No romance without finance

What the Cowboys will and have readily confessed is that Elliott is the "straw that stirs the drink" in Dallas, and Emmitt Smith agrees fully -- consistently lobbying for the team to "do the right thing" and pay Elliott commensurate with his contributions to the win column. The all-time NFL rushing leader, Ring of Honor inductee and Hall of Famer knows a little something about special talent when he sees it, and he'll be the first to tell you Elliott has it in spades.

His numbers are either comparable or better than those delivered by the legendary Tony Dorsett and Smith himself with compared to the first three seasons of their respective careers, and Elliott has already achieved an eye-opening 22% of Smith's magical 18,355 rushing yards -- despite the suspension. In plain English (and math), Elliott is on track to finish his NFL career in the company of both Smith and Tony Dorsett, if not surpassing both outright at some point.

This is talent you pay. Haggle with middle-of-the-roster guys and incoming free agents, but not cornerstone players like Elliott.

The Cowboys have a business mantra that reads "pay your own," but the fine print beneath that billboard should read "but we're not going to make the negotiations easy." That's something Lawrence learned the hard way in 2019 and others before him found out in seasons past, but this is Elliott's first-ever NFL negotiation, and he's up against a master in the Joneses.

The Cowboys would love to sell Elliott on how he should accept less money than Gurley, and despite additional concerns over Gurley's durability versus the lack of concern in that area on Elliott, but the reality is the latter outpaced the former in both rushing and yards from scrimmage without getting a fair shot in the red zone and despite a piecemeal offensive line.

The bottom line

Are there issues off the field to clean up? Absolutely, but there's also evidence to support Elliott's maturation in that area -- despite recent headlines.
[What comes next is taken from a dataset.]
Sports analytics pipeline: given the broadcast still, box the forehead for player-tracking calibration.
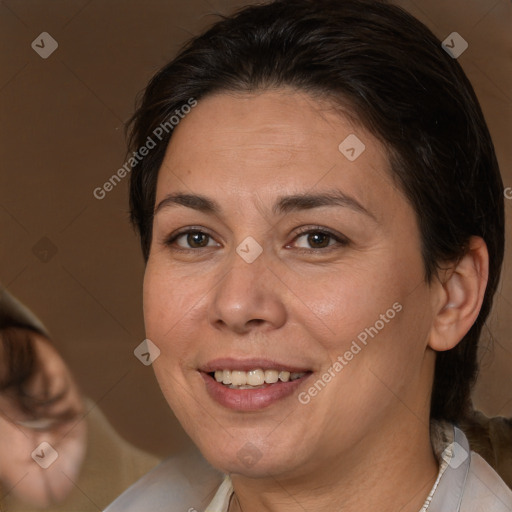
[157,89,397,218]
If you'll note, there weren't any in the offseason of 2018, but with a contract negotiation currently ongoing, the Pandora's Box has seemingly been opened.

Call it a money-grab from alleged victims of phantom shoves and $20 million fender benders, if you want. Call it a conspiracy theory from the Cowboys to obtain more leverage on Elliott as they try to shave his contract numbers. Call it whatever you like, but when you're done, make sure the Cowboys call Elliott with an offer that trumps Gurley's direct deposit.

Otherwise, call it a 6-10 season.

As far as the younger Jones stating the Cowboys will "damn sure" not be market-setters? Well, considering Lawrence set the market for 4-3 defensive ends, I'd say it's best to take that statement with a grain of salt the size of the Golden Nugget. The money is there. The motivation on both sides is there. The only thing left to do is to pull the trigger and pay Elliott like the talent he is and the talent you plan to fully unleash in 2019 -- as a receiver and red zone weapon in addition to his stout rushing abilities. Save the price-haggling for the 45th guy on the roster, because he's the one you'd like to have but can live without. Elliott, by any and all measure, is not.

A "top-5" offer is a nice gesture, but also a bit insulting when it's Elliott we're talking about.